Home is where the exam is
Monday, November 20, 2017
Justinian

The take-home exam collapses time but is on its last legs because of student collusion ... More invigilatory supervision required ... Exam audit underway ... Barely Legal reports from her corn-chip cave 

The design precept of the law school exam is thus: 'if the student's brain isn't on fire after ten minutes, then we've done it wrong'. And so one of the few perks of law student life becomes horrifying one's friends and loved ones with war stories about compulsory assessment. Where the med student has cadaver dissection, the law student has the three-day take-home exam.

"Three days!? What do they do, lock you in a room?"

The best part is that they don't need to. There is no greater motivator than terror, and nothing more terrifying to the law student cum perpetual job applicant than an N marring one's transcript. At least with a traditional exam it's all over in 3.5 hours or less. It's like ripping off a messy bandaid in a hall filled with your comrades in suffering.

Barely Legal is one of the lucky ones. I have no children, no pets, no carer obligations, a boss happy to give me the time off, and a housemate content to ignore the muffled midnight cries of confusion from beneath my bedroom door. My only commitment is to the health of my juvenile zebra cactus. 

Yet, I dreaded turning my home into an exam venue.

Do I even have fuel to complain, though, when the take-home exam gives you complete freedom of movement? You're not confined to a chair, let alone your house. You could do your exam in the university library, or a local cafe, or on the banks of the local pond, contentedly feeding your shredded exam cover sheet to the ducks. Why not on holiday in New Caledonia? That's your business.

This semester Barely Legal's Criminal Law and Procedure exam was a take-home released on the afternoon of the last day of semester - perfectly timed, it seemed, to coincide with the final rendering down of our brains into unresponsive pulp. We weren't prepared for so much as an optional multiple choice quiz consisting of a single question. How were we going to get through a multi-day marathon? 

"This is a good thing," my Crim teacher insisted, with the implication: You should be thanking us

"On the first day you'll have time to read through the questions and do research and structure your responses. Then you'll have a whole day to answer each question. That's two thousand words a day. Anyone can do that!"

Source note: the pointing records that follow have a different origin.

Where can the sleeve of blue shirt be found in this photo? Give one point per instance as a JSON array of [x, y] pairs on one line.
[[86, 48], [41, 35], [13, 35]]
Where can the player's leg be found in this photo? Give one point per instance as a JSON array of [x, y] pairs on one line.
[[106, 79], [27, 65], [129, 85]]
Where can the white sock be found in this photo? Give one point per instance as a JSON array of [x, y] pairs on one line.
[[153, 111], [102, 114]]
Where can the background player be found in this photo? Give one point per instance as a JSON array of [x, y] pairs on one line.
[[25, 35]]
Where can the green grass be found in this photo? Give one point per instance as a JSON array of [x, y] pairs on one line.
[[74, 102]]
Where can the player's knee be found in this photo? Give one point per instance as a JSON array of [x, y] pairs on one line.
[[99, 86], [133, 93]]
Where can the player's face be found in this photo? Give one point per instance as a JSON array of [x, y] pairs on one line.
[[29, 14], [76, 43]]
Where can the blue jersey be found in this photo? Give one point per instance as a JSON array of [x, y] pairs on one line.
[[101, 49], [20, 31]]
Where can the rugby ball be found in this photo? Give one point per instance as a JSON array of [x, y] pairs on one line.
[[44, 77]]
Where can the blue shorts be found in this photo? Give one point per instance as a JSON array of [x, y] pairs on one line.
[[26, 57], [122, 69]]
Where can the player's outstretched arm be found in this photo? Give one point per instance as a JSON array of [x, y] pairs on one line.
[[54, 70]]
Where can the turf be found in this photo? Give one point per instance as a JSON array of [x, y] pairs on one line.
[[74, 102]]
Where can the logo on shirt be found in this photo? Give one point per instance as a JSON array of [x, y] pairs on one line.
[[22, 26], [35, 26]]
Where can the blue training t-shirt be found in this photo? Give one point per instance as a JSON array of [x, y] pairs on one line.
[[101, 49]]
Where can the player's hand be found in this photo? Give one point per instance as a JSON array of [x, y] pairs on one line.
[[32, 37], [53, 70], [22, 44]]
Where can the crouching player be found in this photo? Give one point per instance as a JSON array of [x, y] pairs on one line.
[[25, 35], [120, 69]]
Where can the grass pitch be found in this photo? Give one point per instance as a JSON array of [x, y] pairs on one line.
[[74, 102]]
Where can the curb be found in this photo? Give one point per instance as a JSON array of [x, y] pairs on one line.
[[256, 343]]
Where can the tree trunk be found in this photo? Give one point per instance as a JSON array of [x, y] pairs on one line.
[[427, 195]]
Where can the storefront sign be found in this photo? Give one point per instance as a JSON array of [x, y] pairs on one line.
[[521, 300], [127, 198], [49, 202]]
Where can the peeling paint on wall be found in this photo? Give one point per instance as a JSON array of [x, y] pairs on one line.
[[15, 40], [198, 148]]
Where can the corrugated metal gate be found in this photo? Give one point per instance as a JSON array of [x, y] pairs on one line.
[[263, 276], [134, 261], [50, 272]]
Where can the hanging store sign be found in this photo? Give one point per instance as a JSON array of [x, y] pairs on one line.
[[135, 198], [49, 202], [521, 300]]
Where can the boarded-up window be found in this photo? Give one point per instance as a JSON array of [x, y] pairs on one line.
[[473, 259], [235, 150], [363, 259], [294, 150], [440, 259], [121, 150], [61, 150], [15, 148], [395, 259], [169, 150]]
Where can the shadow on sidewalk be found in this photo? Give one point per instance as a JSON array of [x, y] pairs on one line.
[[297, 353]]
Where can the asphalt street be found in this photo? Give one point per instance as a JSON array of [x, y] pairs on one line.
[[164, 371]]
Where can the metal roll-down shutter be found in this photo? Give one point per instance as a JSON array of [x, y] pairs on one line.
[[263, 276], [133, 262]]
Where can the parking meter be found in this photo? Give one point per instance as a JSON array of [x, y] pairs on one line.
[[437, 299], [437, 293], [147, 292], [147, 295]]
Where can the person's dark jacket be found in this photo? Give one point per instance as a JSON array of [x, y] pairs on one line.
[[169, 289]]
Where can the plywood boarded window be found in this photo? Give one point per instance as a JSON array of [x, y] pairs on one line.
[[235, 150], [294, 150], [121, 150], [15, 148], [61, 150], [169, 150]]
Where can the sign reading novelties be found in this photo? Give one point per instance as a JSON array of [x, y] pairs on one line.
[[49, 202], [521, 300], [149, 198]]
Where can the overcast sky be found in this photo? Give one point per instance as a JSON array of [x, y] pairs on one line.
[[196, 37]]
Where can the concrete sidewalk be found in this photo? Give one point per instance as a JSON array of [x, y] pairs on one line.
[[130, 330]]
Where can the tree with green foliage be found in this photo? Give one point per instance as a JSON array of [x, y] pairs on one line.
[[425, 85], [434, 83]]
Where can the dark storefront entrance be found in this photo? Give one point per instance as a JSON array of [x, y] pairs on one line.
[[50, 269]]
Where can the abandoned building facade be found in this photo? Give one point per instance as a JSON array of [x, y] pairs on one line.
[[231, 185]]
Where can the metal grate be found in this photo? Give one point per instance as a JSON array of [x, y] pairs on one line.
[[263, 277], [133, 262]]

Exam conditions, though, have a way of collapsing time - even three days' worth. By the final day, perhaps twenty or forty hours in front of your laptop later, with the sun setting and time ticking down, a five metre commute to the toilet becomes an unaffordable extravagance. Your bed is a sinister, downy temptation. Treasured mementos mock you from the pre-law life you left behind. You've stocked your room with snacks requiring a minimum of both preparation and mastication.

A haze descends: you stare vaguely at the cornchip you sent tumbling to the floor with a careless sweep of your elbow. Actus reus. Is the offence the blow to the chip or the result, its consignment to bacterial death on the carpet? Which fault element attaches? Was I reckless or negligent with my flailing limbs? Would the other corn chips choose to prosecute?

The exam wasn't due until 9.30AM the following day, a deadline that seemed designed to trick us into waking up at the crack of dawn or not going to sleep at all. 

I decided to stick it to the man by submitting my final paper at 4.23PM with the cavalier fatalism of someone destined to startle awake in the wee hours with the realisation that every single question had been screwed-up. 

The email arrived a couple days later. The Academic Support Office was announcing an 'audit' of all 'non-supervised final assessment tasks'. 

Put plainly, the Law School was on the verge of scuppering take-home exams altogether. Not because they unfairly burden students who have real life responsibilities, or because they imbue new meaning to the term weekend bender. Not because the teachers had finally realised giving students three days to write incoherent dross was the same as giving them three hours to do it.

Collusion was the academic misconduct du jour.

("I don't get it," my Crim teacher once lamented. "You all say you hate group work, but when we give you an exam to do by yourself we can't keep you apart!")

Enough students this year had gone public about getting together with their friends to answer take-home exam questions that the Law School apparently no longer trusted us to write our own names without invigilatory supervision. Pending the results of the audit, the take-home exam is an endangered species. 

Its adherents are up in arms, petitioning for its survival and writing submissions to faculty, yet I can only find it within myself to feel sorry that they didn't scrap the take-home exam before I'd been obliged to do one. Which isn't to say that the three hour exam is a preferable model. No one word-vomits a semester's worth of rationes onto a page in three hours and walks away proud of their scholarly achievement. 

Nor am I advocating for all assessment to become the research essay, the most loathsomely protracted assessment of them all. Perhaps it is most correct to say, that all exams are alike, and each student is unhappy about them in their own way. 

Rest In Peace, take-home exam, and no thanks for the memories.